Real time NumPy (and ghosts!)
After playing with the boids example I posted some time ago (https://forum.omz-software.com/topic/2393/beta-boids-with-a-crash) I started to wonder how many sprites I could have moving around in Pythonista on my iPad. I thought it would be fun to try to use NumPy to achieve higher speed. Perhaps I will implement boids with ndarrays some day, but I started with something simple.
Here's my little script: https://gist.github.com/offe/7269e9e3cff6ac88b584
It is 350 semitransparent tinted ghosts moving around on the screen at 60 fps (on my 1st generation iPad mini). If you hold your finger somewhere on the screen they will move towards it.
It looks like this when it's run:
All of the calculations for the movement is done on NumPy ndarrays. The sprite postions end up in self.positions, an ndarray in which each line is the position for a sprite. Then the sprite node positions are updated like this:
def set_sprite_positions_from_ndarray(self): ps = self.positions for i, sprite in enumerate(self.sprites): sprite.position = ps[i]
Does anyone have any ideas how to increase the number of sprites (SpriteNodes, with same movement, at full frame rate)?

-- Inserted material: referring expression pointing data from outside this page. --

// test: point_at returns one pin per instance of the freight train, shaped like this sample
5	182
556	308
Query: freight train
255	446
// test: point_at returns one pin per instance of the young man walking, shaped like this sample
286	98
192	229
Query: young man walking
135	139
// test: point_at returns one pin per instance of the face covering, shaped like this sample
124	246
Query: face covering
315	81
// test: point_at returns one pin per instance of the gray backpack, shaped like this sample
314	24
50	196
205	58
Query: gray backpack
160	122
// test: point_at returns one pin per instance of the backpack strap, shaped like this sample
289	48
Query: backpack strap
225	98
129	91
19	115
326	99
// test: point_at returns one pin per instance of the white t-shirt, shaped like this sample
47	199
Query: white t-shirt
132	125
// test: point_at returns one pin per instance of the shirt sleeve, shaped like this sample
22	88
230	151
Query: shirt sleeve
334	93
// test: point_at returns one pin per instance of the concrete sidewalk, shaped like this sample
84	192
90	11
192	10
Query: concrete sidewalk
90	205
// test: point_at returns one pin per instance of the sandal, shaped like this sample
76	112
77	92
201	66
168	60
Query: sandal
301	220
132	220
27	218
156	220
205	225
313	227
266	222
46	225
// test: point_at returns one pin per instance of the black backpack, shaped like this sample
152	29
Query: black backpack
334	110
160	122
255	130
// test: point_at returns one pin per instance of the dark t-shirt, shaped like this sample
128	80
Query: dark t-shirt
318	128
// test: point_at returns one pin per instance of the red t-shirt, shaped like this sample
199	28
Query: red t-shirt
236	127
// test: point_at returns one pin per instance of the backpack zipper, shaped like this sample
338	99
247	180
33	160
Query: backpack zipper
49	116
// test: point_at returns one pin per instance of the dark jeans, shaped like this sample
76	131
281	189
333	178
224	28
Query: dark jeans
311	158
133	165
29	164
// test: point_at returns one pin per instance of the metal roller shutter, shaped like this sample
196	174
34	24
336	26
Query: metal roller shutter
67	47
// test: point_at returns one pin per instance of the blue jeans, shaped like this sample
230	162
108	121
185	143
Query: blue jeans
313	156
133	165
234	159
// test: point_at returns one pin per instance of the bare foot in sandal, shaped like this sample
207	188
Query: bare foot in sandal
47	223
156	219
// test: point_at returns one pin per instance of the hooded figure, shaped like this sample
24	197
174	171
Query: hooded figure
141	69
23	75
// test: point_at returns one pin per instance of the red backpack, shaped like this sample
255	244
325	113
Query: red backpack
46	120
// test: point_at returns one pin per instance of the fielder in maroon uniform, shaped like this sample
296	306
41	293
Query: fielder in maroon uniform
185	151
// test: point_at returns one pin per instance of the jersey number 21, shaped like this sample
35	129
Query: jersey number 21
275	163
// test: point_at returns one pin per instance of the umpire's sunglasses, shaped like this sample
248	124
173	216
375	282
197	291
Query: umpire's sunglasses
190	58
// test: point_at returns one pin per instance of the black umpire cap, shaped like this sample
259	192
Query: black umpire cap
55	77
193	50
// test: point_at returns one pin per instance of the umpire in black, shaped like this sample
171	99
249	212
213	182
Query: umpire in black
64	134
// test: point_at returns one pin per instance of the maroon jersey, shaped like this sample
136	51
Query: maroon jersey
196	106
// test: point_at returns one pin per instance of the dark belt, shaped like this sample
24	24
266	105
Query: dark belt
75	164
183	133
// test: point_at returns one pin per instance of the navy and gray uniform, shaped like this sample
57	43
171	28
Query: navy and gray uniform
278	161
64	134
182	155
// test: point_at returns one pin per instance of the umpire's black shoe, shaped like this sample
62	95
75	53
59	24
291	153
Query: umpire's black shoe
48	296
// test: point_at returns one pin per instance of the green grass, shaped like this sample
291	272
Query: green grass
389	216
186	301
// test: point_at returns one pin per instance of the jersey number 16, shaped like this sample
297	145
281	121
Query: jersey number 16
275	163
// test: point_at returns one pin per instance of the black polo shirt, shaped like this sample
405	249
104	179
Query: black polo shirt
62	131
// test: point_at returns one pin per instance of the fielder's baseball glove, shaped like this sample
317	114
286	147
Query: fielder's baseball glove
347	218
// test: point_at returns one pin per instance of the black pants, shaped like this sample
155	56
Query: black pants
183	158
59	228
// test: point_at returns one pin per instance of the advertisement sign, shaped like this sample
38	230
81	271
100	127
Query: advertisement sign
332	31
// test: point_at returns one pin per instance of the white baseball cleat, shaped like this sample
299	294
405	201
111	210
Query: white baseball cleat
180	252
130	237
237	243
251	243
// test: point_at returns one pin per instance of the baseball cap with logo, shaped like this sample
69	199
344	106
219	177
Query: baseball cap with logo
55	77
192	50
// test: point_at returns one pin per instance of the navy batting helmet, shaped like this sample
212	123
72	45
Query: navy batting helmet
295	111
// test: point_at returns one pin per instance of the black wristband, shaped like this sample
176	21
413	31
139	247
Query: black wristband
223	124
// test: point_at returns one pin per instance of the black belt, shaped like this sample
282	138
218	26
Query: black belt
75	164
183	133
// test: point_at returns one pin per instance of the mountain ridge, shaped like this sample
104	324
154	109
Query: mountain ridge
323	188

I was a bit surprised that when I tried doing nothing in the update method I could only get up to 600 sprites at full frame rate. 600 is a lot, but I was still expecting more since almost no python is being executed. Why is that? You can also see in the code that the entire position update calculations in NumPy is about as time consuming as the simple loop to update the nodes' positions. It illustrates the fantastic performance of NumPy with its ndarrays.
You can also see my failed attempt at profiling a Scene. I guess the work actual work is done after run() has returned, but I can't figure out how to do it instead. Does anyone have an idea how to profile a Scene to figure out where the time is being spent?

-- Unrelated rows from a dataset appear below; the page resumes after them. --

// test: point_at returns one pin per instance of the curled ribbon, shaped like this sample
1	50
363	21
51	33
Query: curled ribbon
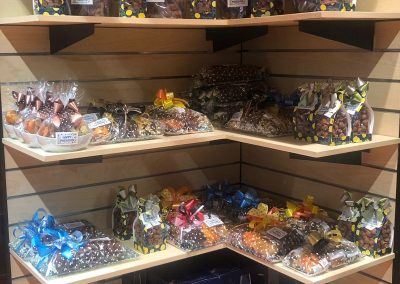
167	100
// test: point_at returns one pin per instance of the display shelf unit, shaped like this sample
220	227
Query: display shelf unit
172	254
281	20
286	144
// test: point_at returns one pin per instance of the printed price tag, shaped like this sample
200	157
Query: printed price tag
277	233
73	225
82	2
66	138
237	3
98	123
212	220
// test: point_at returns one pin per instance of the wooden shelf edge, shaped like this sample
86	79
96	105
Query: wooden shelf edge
285	144
287	19
174	254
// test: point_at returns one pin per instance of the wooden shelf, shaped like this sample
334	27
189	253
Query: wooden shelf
281	20
286	144
364	263
173	254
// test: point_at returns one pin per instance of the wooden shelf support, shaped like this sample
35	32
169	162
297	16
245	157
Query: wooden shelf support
358	33
62	36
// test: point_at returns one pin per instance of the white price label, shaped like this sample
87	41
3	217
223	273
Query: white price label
277	233
73	225
98	123
66	138
212	220
237	3
82	2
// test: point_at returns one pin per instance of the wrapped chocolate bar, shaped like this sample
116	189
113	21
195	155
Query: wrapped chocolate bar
149	231
362	115
132	8
175	118
232	9
324	5
91	8
374	233
23	234
65	129
175	9
124	212
332	123
268	123
51	7
348	219
68	253
303	117
262	8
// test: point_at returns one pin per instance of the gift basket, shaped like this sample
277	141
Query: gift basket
262	8
124	212
117	122
361	113
302	6
65	129
175	117
149	231
191	229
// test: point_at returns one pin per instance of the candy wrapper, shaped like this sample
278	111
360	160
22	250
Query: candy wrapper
68	253
132	8
65	129
175	118
149	231
124	212
262	8
51	7
91	8
261	122
116	123
192	230
232	9
203	9
324	5
362	115
175	9
374	233
23	234
332	123
303	117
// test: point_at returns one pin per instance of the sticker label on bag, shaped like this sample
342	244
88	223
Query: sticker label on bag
237	3
277	233
73	225
212	220
66	138
82	2
98	123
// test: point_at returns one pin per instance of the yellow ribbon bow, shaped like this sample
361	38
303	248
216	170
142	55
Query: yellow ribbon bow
167	100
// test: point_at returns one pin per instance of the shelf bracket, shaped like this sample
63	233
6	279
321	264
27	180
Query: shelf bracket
352	158
62	36
355	33
226	37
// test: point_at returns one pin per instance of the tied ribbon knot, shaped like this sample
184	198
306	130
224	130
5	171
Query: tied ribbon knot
261	217
186	213
305	210
167	100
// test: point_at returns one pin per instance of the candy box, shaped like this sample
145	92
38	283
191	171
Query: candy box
263	8
332	124
361	113
124	212
51	7
149	231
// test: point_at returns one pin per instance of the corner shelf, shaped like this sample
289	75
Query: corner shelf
286	144
173	254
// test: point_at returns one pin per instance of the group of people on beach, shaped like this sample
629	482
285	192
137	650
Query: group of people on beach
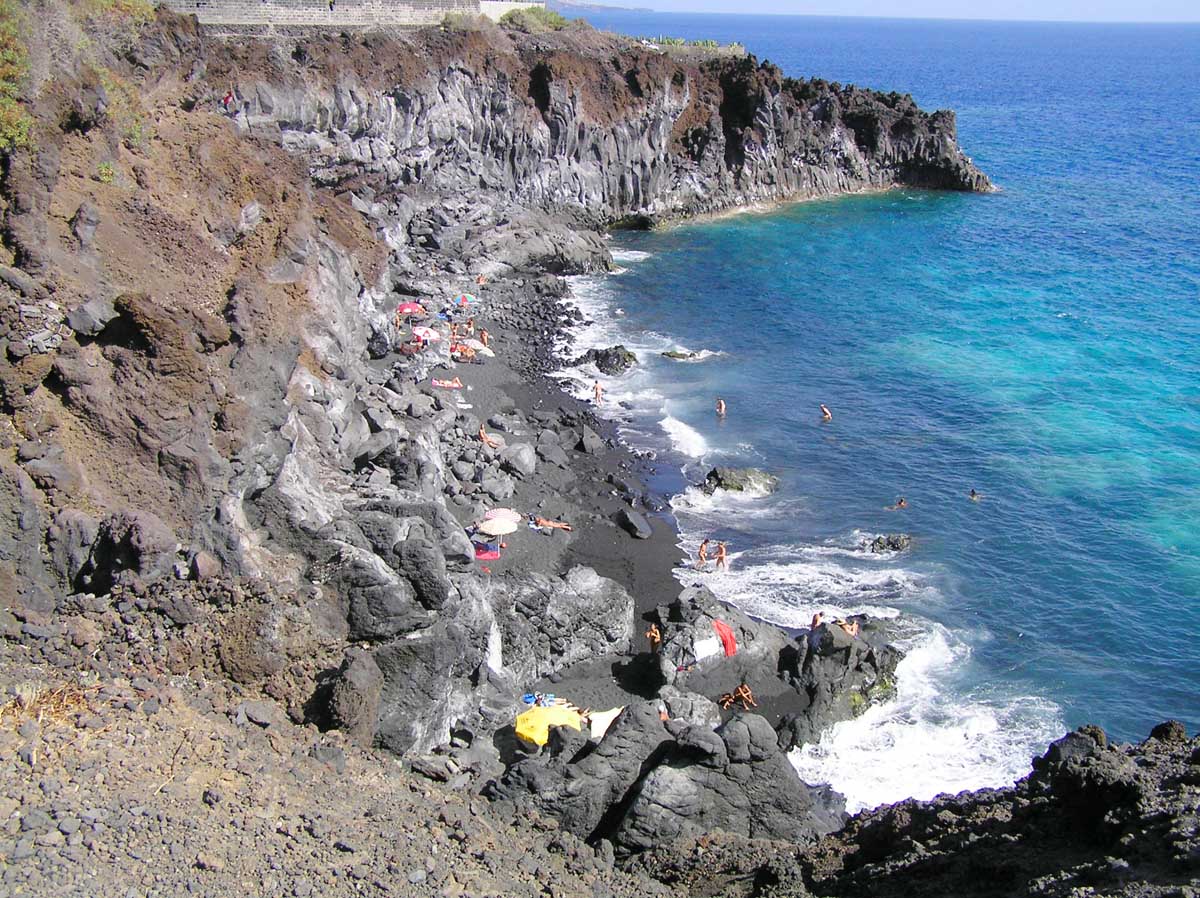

if you're using xCode you can see individual threads and %load in real time as your app runs - hope that's helpful.
But I don't understand the purpose of the first line in update_positions().
self.vels *= 0.8 ** self.dt
What is 0.8, and why is it raised to the power of time elapsed?
That's "friction". It slows down the ghosts, if there were no other forces they would loose 20% of their velocity every second. Try running the code without it!